The G20 measures can mostly be dismissed as “something-must-be-dones”. Equity and staggered pay were already in place at Lehman Brothers, JP Morgan before the crisis, while clawbacks have limited deterrent effect as they affect only bad trades by known culprits.

Attacking the link between pay and ROE may be more fertile ground. Remuneration consultants say that in the end the different bonus measures at the top all boil down to returns on equity, an internal accounting measure. Perhaps shareholders should demand that pay be linked to better measures of shareholder return, such as long-term dividend and share price performance.

Banking profits (before leverage) are driven mainly by lending margins, trading profits and advisory fees. Since each of these markets suffers deep inefficiencies, reducing the monopoly profits would also lower ROE, and therefore bonuses.

In lending, the current fractional reserve banking model gives banks a high degree of control over where credit is created, encouraging them to push credit to parts of the economy where bank ROE can be maximized even when lending has little economic benefit, as with some securitised real estate lending. Basel capital rules exacerbate this through risk weightings, while allowing banks to gear up and turn relatively modest interest spreads into fat ROEs of 20-30%, even during historically low interest rate periods.

As the crisis showed, neither of these is particularly good for banks or the economy, although they are excellent for bonuses. If wider bank reforms address these, they will help reduce bank pay.
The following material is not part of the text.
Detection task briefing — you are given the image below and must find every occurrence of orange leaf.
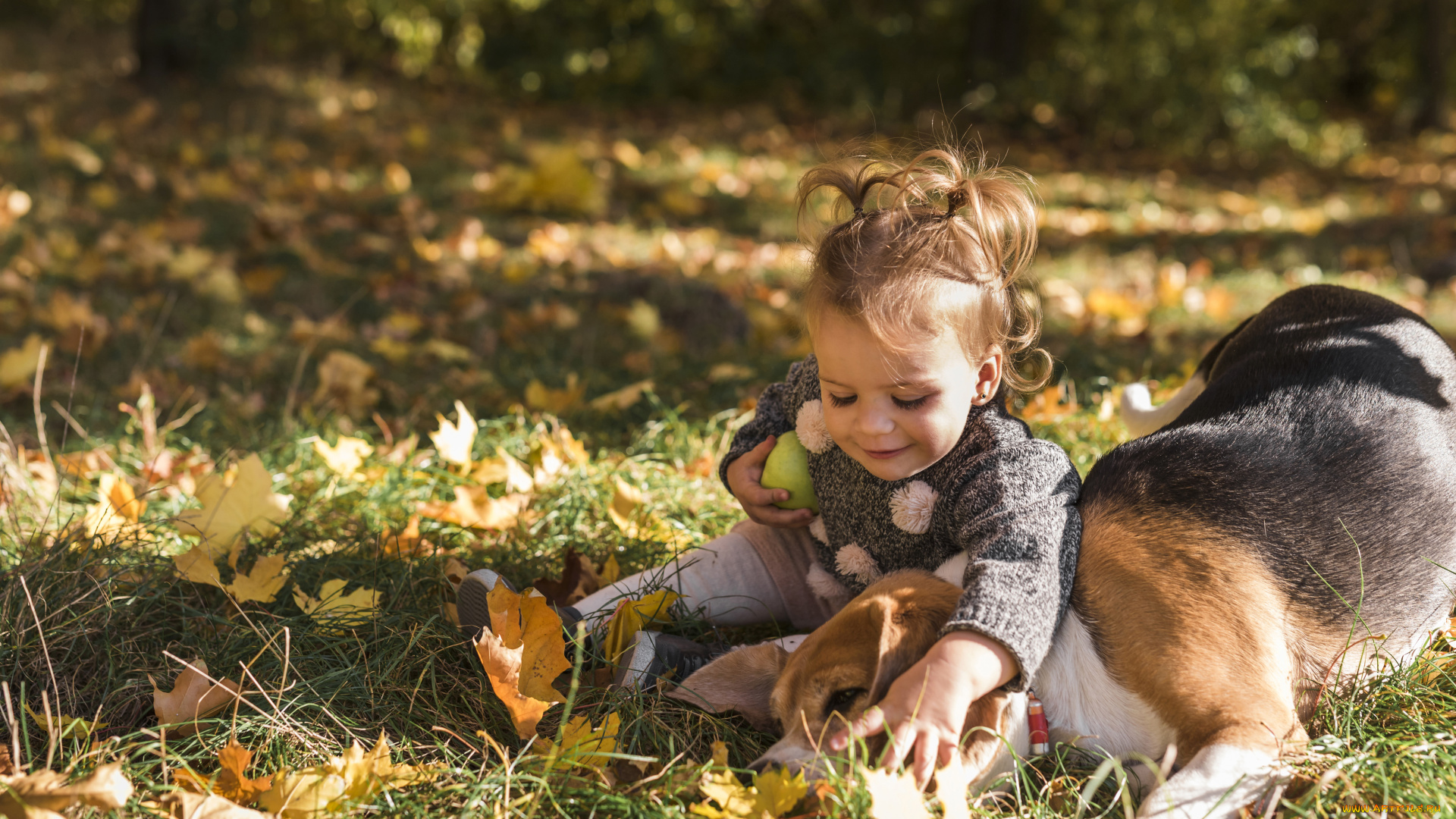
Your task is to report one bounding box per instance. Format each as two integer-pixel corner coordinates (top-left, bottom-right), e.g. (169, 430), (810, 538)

It's not all about lending, however, and trading and advisory profits are also part of the equation. Trading profits have soared in recent years on volatility, complexity and volume (Paul Woolley again), while advisory margins are protected by a double layer of agents in the form of executives and shareholders and no disclosure rules. To the extent that these feed into ROE, capital market and advisory reforms will also help bring down financial pay.

Plenty of other policies might be worth considering too, from clamping down on the use of tax havens to mask pay levels, to monitoring pay ratios in non-financial sectors in order to compare them with finance. Others might include cultural measures to replace the role that bonuses play in motivating financial workers, reversing the “headhunter ratchet” by requiring recruitment agents to be paid by shareholders instead of executives, and reforming nomination committees to include workers and shareholders as is common elsewhere in Europe.

UPDATE 30 Jan 2011: It's catching. A PwC survey has found that asset managers are demanding higher pay because banks have increased salaries to avoid bonus taxes:
Many banks are reported to have sharply increased base salaries to limit the effect of higher taxes on bonus payments and restrictions on the proportion that can be paid in cash.

This has forced asset managers to follow suit, according to a survey of 22 houses conducted by PwC.  "Ultimately asset management and banking share much of the same talent pool and new hires expect base salaries to be aligned".